60s kitchen: Tips for designing a great built-in desk

I’ve had this image for some time, as it illustrates quite beautifully some nice tips about creating built-ins — built-ins, of course, being essential in a retro renovation!:

  1. “Built-in” means a nice solid wall on both sides. There’s definitely something about the solidity of a nook like this.
  2. Really nice how this design uses wallpaper on the inside, then transitions to white paint on the outside. Again, creating a nice enclosed feel.
  3. This is a really nice use of a can light. See, they had round ones in the 60s! Put the light pretty much directly overhead your work area in order to avoid shadows.
  4. The built-in shelves are really nice. Not too deep, otherwise they would just attract clutter.
  5. The brick wall is what really makes this built-in, introducing another surface material.
  6. A simple laminate top is all you need.

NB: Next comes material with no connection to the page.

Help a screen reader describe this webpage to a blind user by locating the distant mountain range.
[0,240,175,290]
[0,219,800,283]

  7. Recessing the desk in the space really makes a difference. It subordinates the area from the rest of the kitchen. Anytime you can create nooks and crannies, but still in a ‘fitted’ way, will give your room greater interest.

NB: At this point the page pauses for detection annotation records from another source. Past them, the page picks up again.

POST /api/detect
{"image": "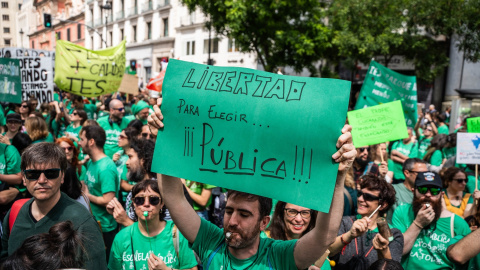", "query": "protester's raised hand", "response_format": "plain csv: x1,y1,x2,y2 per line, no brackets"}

148,98,163,136
332,125,357,172
414,205,435,228
148,253,168,270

  8. Excellent wallpaper. Visually synchs up so beautifully with the red-orange bricks, and you can kind of see the nice golden-oriental design in it, too.

The bigger your kitchen - the better the whole thing will look if you can create various visual centers of interest. Then, the room won’t just feel like one big mass of cabinets. In my kitchen, I carved out a “coffee nook”….some countertop is broken up with a slab of butcher block…and in another spot, there’s stainless steel on the counter. None of these things really cost any more…it was all a matter of up-front planning.